Actuellement, il y a 4610 pro­fes­sion­nelles de la santé membres de la Fédération inter­pro­fes­sion­nelle de la santé du Québec (FIQ) qui sont en arrêt de tra­vail, en assu­rance salaire, sans comp­ter celles qui sont sous le régime de la Commission des normes, de l’équité, de la santé et de la sécu­rité au tra­vail (CNESST). Ce nombre équi­vaut au nombre total de méde­cins sur l’île de Montréal ! Devant cette crise, les pro­fes­sion­nelles de la santé ont pris la parole. Habituées à nous taire, à demeu­rer « pro­fes­sion­nelles » en toute cir­cons­tance, nous n’avions pas déve­loppé ce réflexe de dénon­cia­tion, qu’on consi­dé­rait comme quelque chose de néga­tif. En réa­lité, nous avons com­pris que la dénon­cia­tion, c’est le refus de se plier aveu­glé­ment à la volonté de cer­tains ges­tion­naires.

Prendre la parole

Inspirées par ces idées, nous prô­nons depuis plu­sieurs années la démarche d’advo­cacy. C’est le fait de se porter à la défense des patientes et des patients, c’est faire confiance à son juge­ment pro­fes­sion­nel pour dénon­cer des situa­tions qui nous appa­raissent insen­sées. Cela a donné lieu dans nos rangs à un chan­ge­ment de men­ta­lité. Ces dénon­cia­tions sont pré­sen­tées dans le « Livre noir de la sécu­rité des soins[1] ». C’est dans ce contexte qu’en jan­vier 2018, nous nous sommes levées, encou­ra­gées par l’impact du mes­sage Facebook d’une jeune infir­mière de la région de L’Estrie, Émilie Ricard, qui rela­tait avec indi­gna­tion et tris­tesse ses condi­tions de tra­vail de nuit dans un centre d’hébergement de soins de longue durée (CHSLD), qui la contraignent à ne pas offrir à ses patients des soins sécu­ri­taires et de qua­lité. Ce mes­sage a été relayé 50 000 fois, ce qui a eu l’effet d’une véri­table bombe pour le gou­ver­ne­ment et l’opinion publique.

Mouvements et syndicats

Des groupes sociaux auto­nomes sont issus de ce cri du cœur, comme Infirmières en mou­ve­ment[2], un groupe public Facebook. Même si ces groupes sociaux cri­tiquent par­fois les syn­di­cats, ce qui n’est pas tou­jours facile à prendre, cri­ti­quer pour mieux recons­truire est leur carac­té­ris­tique. Nous consi­dé­rons que notre rôle comme syn­di­cat dans la fonc­tion publique est d’éveiller la flamme mili­tante, amener nos membres à s’affranchir de leur obéis­sance pro­fes­sion­nelle à tout prix et à prendre la parole. Une fois que nous leur don­nons des outils pour mili­ter, il faut s’attendre à ce qu’elles les uti­lisent. Souvent, aux côtés de leur syn­di­cat, par­fois dans des groupes sociaux auto­nomes. Tout cela a permis à la FIQ d’établir un rap­port de force qui n’aurait jamais été pos­sible sans cette mobi­li­sa­tion des membres.

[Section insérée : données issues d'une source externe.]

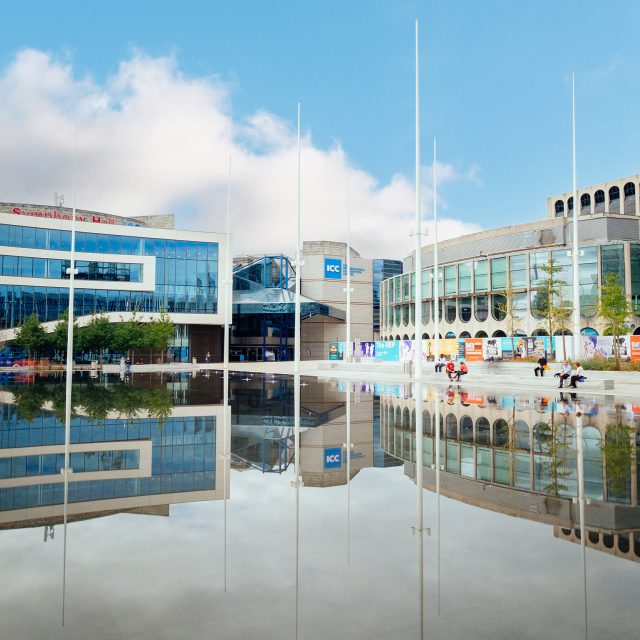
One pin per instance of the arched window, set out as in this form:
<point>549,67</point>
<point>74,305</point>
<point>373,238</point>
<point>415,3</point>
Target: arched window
<point>451,425</point>
<point>483,429</point>
<point>500,433</point>
<point>630,198</point>
<point>499,307</point>
<point>598,201</point>
<point>466,429</point>
<point>481,307</point>
<point>614,200</point>
<point>585,204</point>
<point>464,308</point>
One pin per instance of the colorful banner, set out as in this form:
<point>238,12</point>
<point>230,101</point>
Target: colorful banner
<point>367,350</point>
<point>387,350</point>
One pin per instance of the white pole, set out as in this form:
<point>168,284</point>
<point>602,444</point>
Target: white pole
<point>576,253</point>
<point>226,456</point>
<point>418,261</point>
<point>69,379</point>
<point>436,293</point>
<point>348,336</point>
<point>296,403</point>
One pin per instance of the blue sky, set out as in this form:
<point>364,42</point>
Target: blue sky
<point>495,83</point>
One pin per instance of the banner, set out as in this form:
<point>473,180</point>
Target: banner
<point>387,350</point>
<point>367,350</point>
<point>473,349</point>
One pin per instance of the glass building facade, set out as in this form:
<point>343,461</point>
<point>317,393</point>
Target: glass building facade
<point>186,274</point>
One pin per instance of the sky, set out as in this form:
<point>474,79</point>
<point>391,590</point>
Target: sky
<point>162,95</point>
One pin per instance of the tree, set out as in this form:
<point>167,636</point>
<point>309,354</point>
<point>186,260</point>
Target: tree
<point>614,310</point>
<point>510,314</point>
<point>31,336</point>
<point>159,332</point>
<point>549,303</point>
<point>98,335</point>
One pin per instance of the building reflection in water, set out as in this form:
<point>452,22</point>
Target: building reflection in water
<point>519,455</point>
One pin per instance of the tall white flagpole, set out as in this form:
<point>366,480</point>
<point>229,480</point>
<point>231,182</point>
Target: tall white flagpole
<point>226,455</point>
<point>418,261</point>
<point>69,379</point>
<point>348,335</point>
<point>436,293</point>
<point>576,252</point>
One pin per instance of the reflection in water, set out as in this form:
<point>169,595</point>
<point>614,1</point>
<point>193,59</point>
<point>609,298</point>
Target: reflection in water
<point>141,446</point>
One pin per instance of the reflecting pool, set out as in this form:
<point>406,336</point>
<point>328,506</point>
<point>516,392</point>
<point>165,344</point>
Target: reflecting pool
<point>440,512</point>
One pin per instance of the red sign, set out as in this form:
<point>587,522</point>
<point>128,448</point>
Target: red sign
<point>62,216</point>
<point>473,349</point>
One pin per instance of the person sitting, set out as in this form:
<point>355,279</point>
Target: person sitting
<point>565,373</point>
<point>542,365</point>
<point>450,369</point>
<point>462,371</point>
<point>577,376</point>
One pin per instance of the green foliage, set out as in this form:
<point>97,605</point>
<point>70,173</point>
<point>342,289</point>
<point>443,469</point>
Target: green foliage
<point>31,336</point>
<point>614,310</point>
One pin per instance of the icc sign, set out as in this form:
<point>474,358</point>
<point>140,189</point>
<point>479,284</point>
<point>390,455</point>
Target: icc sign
<point>333,268</point>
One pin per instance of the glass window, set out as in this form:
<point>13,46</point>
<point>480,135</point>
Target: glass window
<point>464,305</point>
<point>464,277</point>
<point>518,271</point>
<point>450,309</point>
<point>481,308</point>
<point>499,307</point>
<point>481,275</point>
<point>498,274</point>
<point>450,276</point>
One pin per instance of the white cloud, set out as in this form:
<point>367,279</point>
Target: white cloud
<point>154,141</point>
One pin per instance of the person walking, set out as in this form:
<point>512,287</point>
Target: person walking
<point>577,375</point>
<point>462,371</point>
<point>542,365</point>
<point>565,373</point>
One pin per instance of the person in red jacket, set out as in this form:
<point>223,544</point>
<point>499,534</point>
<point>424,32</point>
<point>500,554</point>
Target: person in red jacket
<point>450,369</point>
<point>462,371</point>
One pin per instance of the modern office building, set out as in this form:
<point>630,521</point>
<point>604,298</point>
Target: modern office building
<point>123,265</point>
<point>478,270</point>
<point>382,269</point>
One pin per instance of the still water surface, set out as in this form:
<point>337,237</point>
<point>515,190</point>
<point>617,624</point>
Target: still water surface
<point>172,534</point>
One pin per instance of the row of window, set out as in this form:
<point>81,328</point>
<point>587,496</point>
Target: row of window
<point>56,240</point>
<point>18,302</point>
<point>25,267</point>
<point>80,462</point>
<point>52,494</point>
<point>520,271</point>
<point>599,198</point>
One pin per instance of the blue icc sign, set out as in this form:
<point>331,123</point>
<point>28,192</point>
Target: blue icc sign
<point>332,458</point>
<point>333,268</point>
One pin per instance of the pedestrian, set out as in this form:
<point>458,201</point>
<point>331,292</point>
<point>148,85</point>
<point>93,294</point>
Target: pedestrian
<point>542,366</point>
<point>565,373</point>
<point>450,369</point>
<point>577,375</point>
<point>462,371</point>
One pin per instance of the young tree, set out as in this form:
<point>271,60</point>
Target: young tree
<point>31,336</point>
<point>98,335</point>
<point>614,310</point>
<point>510,314</point>
<point>549,303</point>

Le capitalisme n’est pas une fatalité

Penser un sys­tème de santé post­ca­pi­ta­liste n’est pas une utopie. Certes, on ne peut nier que nous évo­luons dans un sys­tème sclé­rosé, dif­fi­cile à chan­ger, qui s’impose comme le seul sys­tème pos­sible, une fata­lité avec laquelle il faut com­po­ser. Pendant des décen­nies, les pré­ten­dants au pou­voir, tous hori­zons confon­dus, ont par­tagé cette vision qu’il n’y a aucune alter­na­tive au modèle néo­li­bé­ral. « There is no alter­na­tive », disait Margaret Thatcher. Mais aujourd’hui, sur­tout depuis la crise éco­no­mique de 2007-2008 et sui­vantes, le modèle est remis en ques­tion. Des partis et des can­di­dats ouver­te­ment socia­listes obtiennent des succès inté­res­sants, ce qui était impen­sable il y a 10 ans, comme on l’a vu avec Bernie Sanders aux États-Unis et Jeremy Corbyn en Angleterre. Ici au Québec, nous avons vécu en 2012 l’un des plus impor­tants mou­ve­ments de contes­ta­tion d’un modèle qui prio­rise la ren­ta­bi­lité et le profit au détri­ment de l’humanisme et de l’égalité. Chaque jour, je constate que les pro­fes­sion­nelles en soins ont com­pris. Elles ont retenu que l’action col­lec­tive peut faire chan­ger les choses et que c’est en fait le seul moyen de bous­cu­ler l’ordre établi.

Auteure : Nancy Bédard, pré­si­dente de la Fédération inter­pro­fes­sion­nelle de la santé du Québec (FIQ)


  1. FIQ, On a notre quota. À bout de souffle. À bout de nerfs. Besoins de ratios sécu­ri­taires, 2017.